私達も、時代が時代だから、と、いのちに対し、子育てに対し、あきらめてはいないだろうか。
しかし主は、それでも信仰によっていのちにあきらめない人に対しては、祝福と守りを与えられる。
かごにかわいい赤ちゃんを入れて水の上に送り出さなければならない母親の心は、断腸の思いだったろう。
水に浮かべたかごに、眼差しを向け、自分の胸に抱いて、自分の乳で養いたかった、成長して行く様を見守りたかった、と思いながらも、彼らの神である主に、赤ちゃんの守りを祈りつつ、見送ったに違いない。

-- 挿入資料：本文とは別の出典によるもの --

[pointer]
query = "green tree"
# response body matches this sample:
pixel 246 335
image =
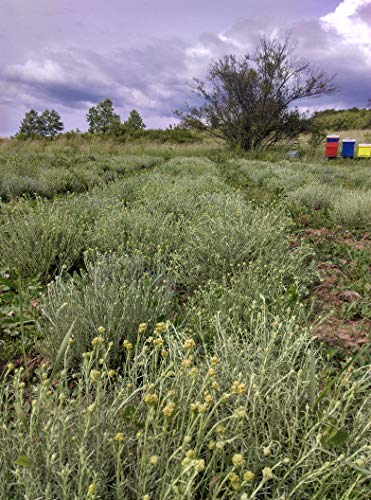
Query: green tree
pixel 50 123
pixel 134 121
pixel 249 101
pixel 31 125
pixel 102 118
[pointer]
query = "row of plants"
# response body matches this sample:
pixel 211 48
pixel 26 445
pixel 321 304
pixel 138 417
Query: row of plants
pixel 178 361
pixel 343 192
pixel 47 175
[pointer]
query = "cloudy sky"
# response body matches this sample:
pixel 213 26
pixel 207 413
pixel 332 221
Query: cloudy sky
pixel 70 54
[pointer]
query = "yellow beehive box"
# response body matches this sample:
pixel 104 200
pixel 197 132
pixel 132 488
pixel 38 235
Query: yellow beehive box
pixel 364 150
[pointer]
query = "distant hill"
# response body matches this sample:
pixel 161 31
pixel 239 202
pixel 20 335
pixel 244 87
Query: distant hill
pixel 344 119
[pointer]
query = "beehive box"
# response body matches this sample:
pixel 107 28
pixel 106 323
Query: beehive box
pixel 332 146
pixel 348 148
pixel 364 150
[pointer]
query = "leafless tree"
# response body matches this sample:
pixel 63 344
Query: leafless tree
pixel 249 101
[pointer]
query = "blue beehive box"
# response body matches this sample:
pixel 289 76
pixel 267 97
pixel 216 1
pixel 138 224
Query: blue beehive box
pixel 348 148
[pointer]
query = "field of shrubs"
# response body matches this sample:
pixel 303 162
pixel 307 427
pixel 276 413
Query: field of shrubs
pixel 159 328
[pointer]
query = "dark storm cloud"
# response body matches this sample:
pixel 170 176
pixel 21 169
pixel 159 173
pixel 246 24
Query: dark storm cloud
pixel 152 74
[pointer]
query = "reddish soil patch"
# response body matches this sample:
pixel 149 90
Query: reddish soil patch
pixel 342 333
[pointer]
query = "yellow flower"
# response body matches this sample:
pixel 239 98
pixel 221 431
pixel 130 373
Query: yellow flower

母の、子を思う愛以上の愛は、人間には無い。苦しみながら産んだ子供に、自分のいのちを分け与え、その子を見守り、いつも気にかけ、言葉にならないうめきで執り成し、育てる。母とはそういうものである。
今、私達を言いようもない深いうめきによって執り成して下さる霊は、聖霊である。(ローマ8:26-27)
聖霊はいつまでも、どこまでも私達を探り、追いかける。たとえ私達が、罪と汚れにまみれ、死んだかのようになっても、なお深く憐れみ、弁護し、成長して主の御前に立てるまで、守り、育て、執り成すのだ。
母の自分の子に対する祈りは、絶大である。主は、母の、子に対する愛については、何者も犯してはならない守りを定められた。主に捧げるいけにえの動物でさえ、生まれてから7日間は母親のそばに置かなくてはならないし(出エジプト記22:30)、子をその母の乳で煮てはならないとも命じられた。(申命記14:21)
母は、痛みつつも自らの体を開いて新しい命を生み出し、自らの乳で養い、守り、育てていくものであり、母と子の両方を引き離したり、いのちの養いである乳で子を煮る行為は、いのちを踏みにじる行為なのだ。
主は、その母の執り成す祈りを、聞かれた。主は赤ちゃんをナイルの獣から守り、水に沈める事なく、パロの娘の所へと導いて下さり、しかも、その子を合法的に、自分の乳で養い育てる事が出来るようになり、その報酬さえも、もらえるように、して下さったのだ。
赤ちゃんの親は、一旦は失ったと思っていた子のいのちを、信仰によって、水の中から取り返したのだ。
他の多くの赤ちゃん達は、時代がそうだから、という事で死に渡されて行ったが、どのような時代になったとしても、いのちは主のものである。主は御心のままに人の所に新しいいのちを送り、そのいのちを養うのに必要な物も、力も、全て備えて下さり、いのちを大切にする人には、さらに祝福し、徹底して守られる。
困難な時代にあっても、いのちを大切にし、主ご自身から、全て必要な養いをいただき、家族の中が和気あいあいで、いのちと食べ物と笑いが絶えない家でありますように、イエス様の名前によって祝福します!